The National Weather Service (NWS) has issued a Flash Flood Emergency for areas of downtown Jacksonville, Florida, near the St. Johns River, warning that flash flooding is expected to begin shortly.

"This is a PARTICULARLY DANGEROUS SITUATION!" the NWS warned. "Water is expected to rise another 1 to 2 feet when winds switch to the south and push water northward into downtown... and the high tide begins to come into the river!"

In addition to downtown Jacksonville, San Marco, Landon Park, South Hampton and Riverdale will experience flooding, the NWS said.

The NWS urged residents not to attempt to move through flood waters and to seek shelter in a "second story or higher portion of your structure."

"Swiftly rising water could sweep you away," the NWS warned.

Residents were urged not to attempt to travel unless they are "fleeing an area subject to flooding or under an evacuation order."

"Move to higher ground now," the NWS warned. "This is an extremely dangerous and life-threatening situation."

Hurricane Irma has left more than 3.3 million businesses and homes across Florida without power as of Monday.

Utility officials said that morning that it will take weeks to restore electricity to those impacted by the powerful storm.

Irma continued moving north along Florida’s western coast Monday, while the hurricane’s outer bands pushed into Georgia.

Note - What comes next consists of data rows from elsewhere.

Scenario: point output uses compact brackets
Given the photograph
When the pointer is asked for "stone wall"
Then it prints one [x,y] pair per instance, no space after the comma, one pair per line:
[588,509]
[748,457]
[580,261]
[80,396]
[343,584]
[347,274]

The storm’s center was roughly 60 miles north of Tampa that morning, but in a much-weaker state than when Irma initially struck Florida.

Irma on Sunday arrived in Florida as a Category 4 hurricane, but it is now a Category 1 storm with winds of 75 mph.

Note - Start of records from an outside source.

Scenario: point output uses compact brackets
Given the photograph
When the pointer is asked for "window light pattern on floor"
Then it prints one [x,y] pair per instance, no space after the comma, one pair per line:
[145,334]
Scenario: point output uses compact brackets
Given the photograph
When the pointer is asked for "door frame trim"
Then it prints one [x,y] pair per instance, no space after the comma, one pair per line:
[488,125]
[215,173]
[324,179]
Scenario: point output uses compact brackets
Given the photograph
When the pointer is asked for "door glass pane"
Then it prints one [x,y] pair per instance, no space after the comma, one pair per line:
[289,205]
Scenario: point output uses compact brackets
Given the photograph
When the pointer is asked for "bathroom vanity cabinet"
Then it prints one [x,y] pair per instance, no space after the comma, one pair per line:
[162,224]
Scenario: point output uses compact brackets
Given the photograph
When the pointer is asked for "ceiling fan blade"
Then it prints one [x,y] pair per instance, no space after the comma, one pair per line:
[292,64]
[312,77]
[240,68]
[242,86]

The National Hurricane Center (NHC) on Monday said that “additional weakening is forecast” for the storm.

“Irma is expected to weaken to a tropical storm this morning and to a tropical depression by Tuesday afternoon,” it said in an advisory.

The NHC cautioned, however, that Irma would remain a credible threat to areas it troubles Monday.

“There is the danger of life-threatening storm surge flooding along portions of the coasts of Florida, Georgia and South Carolina, where a Storm Surge Warning remains in effect,” it said.

Flash flood warnings are in effect for Jacksonville and several other Florida cities.

Storm surge flooding has already exceeded the all-time record in downtown Jacksonville.

“Irma will continue to bring life-threatening wind impacts to much of central and north Florida, with hurricane-force winds near the center,” the NHC added.

“Wind hazards from Irma will continue to spread northward through Georgia and into portions of Alabama, Tennessee, South Carolina, and North Carolina.”

The NHC additionally tweeted out its latest rainfall forecast graphic for Irma, which has resulted in more than 160,000 people waiting the storm out in shelters across Florida.

Nearly 7 million people in the Southeast U.S. were warned to shelter from Irma as the storm approached, including 6.4 million in Florida alone.

Irma was the most powerful Atlantic Ocean hurricane ever recorded during its peak last week, boasting a top wind speed of 185 mph.

The Associated Press contributed to this report.